Document Type

Article

Publication Date

2-24-2006

Keywords

treaties, constitutional design, legal obligation, jurisprudence, good faith

Abstract

This article addresses the absence of the venerable doctrine of good faith interpretation, as well as its companion “liberal interpretation canon,” from modern Supreme Court treaty jurisprudence. Although scholarly accounts suggest that the spirit is still alive, the article demonstrates that the doctrine was silently interred by the Supreme Court early in the last century. From all appearances, the disappearance of good faith from treaty jurisprudence was not by design. Nonetheless, the article demonstrates that even such an unintended drift can have serious negative consequences.
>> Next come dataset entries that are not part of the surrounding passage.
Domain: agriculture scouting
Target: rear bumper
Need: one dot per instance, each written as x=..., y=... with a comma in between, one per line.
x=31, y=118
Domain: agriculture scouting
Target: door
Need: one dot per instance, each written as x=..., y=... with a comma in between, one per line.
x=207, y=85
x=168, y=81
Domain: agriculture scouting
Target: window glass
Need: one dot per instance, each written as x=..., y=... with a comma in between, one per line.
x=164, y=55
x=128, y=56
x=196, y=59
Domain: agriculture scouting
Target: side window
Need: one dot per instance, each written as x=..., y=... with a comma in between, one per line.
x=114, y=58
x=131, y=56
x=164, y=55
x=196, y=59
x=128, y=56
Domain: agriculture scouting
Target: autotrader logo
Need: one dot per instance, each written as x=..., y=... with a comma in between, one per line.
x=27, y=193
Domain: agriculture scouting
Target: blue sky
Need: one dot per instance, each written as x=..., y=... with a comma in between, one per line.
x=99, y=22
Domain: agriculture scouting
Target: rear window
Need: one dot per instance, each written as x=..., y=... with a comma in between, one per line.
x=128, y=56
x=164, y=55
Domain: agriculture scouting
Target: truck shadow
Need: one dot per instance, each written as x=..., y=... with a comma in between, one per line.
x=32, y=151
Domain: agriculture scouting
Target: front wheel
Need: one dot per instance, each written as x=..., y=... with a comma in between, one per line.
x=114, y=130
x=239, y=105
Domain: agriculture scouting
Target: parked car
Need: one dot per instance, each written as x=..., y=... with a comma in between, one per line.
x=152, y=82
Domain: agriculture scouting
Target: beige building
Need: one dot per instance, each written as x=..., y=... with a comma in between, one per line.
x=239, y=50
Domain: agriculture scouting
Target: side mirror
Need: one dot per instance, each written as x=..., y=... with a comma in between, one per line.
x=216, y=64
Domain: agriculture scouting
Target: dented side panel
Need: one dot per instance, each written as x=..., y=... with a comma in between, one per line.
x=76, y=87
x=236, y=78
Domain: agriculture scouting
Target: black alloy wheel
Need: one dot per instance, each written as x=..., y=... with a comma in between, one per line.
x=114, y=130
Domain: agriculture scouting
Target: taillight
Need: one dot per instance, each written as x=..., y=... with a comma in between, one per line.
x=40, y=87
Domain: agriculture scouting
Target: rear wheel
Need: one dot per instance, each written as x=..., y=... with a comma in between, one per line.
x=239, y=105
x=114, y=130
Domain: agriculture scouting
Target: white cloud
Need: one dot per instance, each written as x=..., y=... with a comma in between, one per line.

In the context of treaty jurisprudence, the consequence of the departure of good faith interpretation has been broad confusion in the lower federal courts over the very nature of treaties and the judicial role in their application as a matter of federal law. After charting the demise of the doctrine, the article examines the significant benefits from an express revival of good faith for the practical application of treaty law by the federal courts. Included among these are a restoration of clarity to the nature of treaties, a revival of the fundamental distinction with purely domestic statutes, and a return of the powerful admonishment to the courts of the significance of their task in treaty interpretation.

Publication Citation

93 Georgetown Law Journal 1885 (2005).